Bureau of Land Management rams through oil and gas leasing sales in the Arctic Refuge

Trump Administration ignoring public process to speed up lease sales

Conducting bird nest assessments in Arctic NWR by Danielle Brigida/USFWS

Conducting bird nest assessments in Arctic NWR by Danielle Brigida/USFWS

Today, the Bureau of Land Management stated that they are going to hold a lease sale on January 6, 2021 for oil and gas development in the Arctic National Wildlife Refuge. Oil and gas companies have been lobbying for access to this protected land ever since the creation of the Arctic Refuge 60 years ago. This step to hold a lease sale is the formal opening of the Arctic Refuge for development for the first time in history. 

The wildlife refuges in Alaska are large and wild, with healthy wildlife populations. The Arctic National Wildlife Refuge is the largest and wildest: 19.6 million acres of wilderness stretching from the coastal plain along the Beaufort Sea to the Brooks Range. With oil and gas development common along the rest of the North Slope, it is our moral responsibility to preserve these Arctic Refuge lands as wilderness.

Arctic fox by Keith Morehead/USFWS

Arctic fox by Keith Morehead/USFWS

Starting November 17, 2020, the BLM opened a 30-day “Call for Nominations” period for receiving public comments. Yet BLM made it clear they were uninterested in hearing from the public regarding development plans. Not only did they restrict comments to mailed or hand delivered comments, which must be received, not postmarked, by the deadline, but they are asking for leasing bids to be submitted even before this comment period is halfway done.

They are forging ahead with leasing plans without any regard for any recent scientific data on impacts to polar bears, caribou herds, and the millions of migratory birds that nest in this refuge and without any acknowledgment of the public’s extreme opposition to destroying this iconic landscape. The incentive to these efforts to ram through drilling is the prospect of a Biden Administration, which has pledged to stop all drilling activity in the refuge.

Geoffrey L. Haskett, President of the National Wildlife Refuge Association issued this statement:

“The people have spoken loudly against drilling in the Arctic Refuge, and have been ignored during every step of this process.
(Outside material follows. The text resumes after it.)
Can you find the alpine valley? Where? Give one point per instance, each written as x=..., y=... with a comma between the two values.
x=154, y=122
The Fish and Wildlife Service, just 6 years ago, recommended the coastal plain be preserved as wilderness in perpetuity due to its high wildlife value, and now we are facing irreversible damage and destruction of this area. 

“Ever since the Tax Act of 2017 was passed, the BLM and the Trump Administration have done everything they can to ignore science, erode trust in the public commenting system, and bulldoze their way through the conservation legacy of the Refuge System established 117 years ago.

Arctic NWR by Andrea Medeiros/USFWS

Arctic NWR by Andrea Medeiros/USFWS

“As the largest land-based refuge in the System, the Arctic Refuge is iconic, not only for its endangered polar bears and the majestic Porcupine caribou herd, but for the breadth of landscapes it covers. From the Beaufort Sea in the north down to Arctic Village in the south, millions of birds, mammals, plants, and other animals are dependent on this landscape. And we cannot overlook the importance of this land and the Porcupine caribou herd to the indigenous Gwich’in people, whose livelihoods and future are at peril should drilling go forward.

“We ask companies to take a pass on bidding for leases.”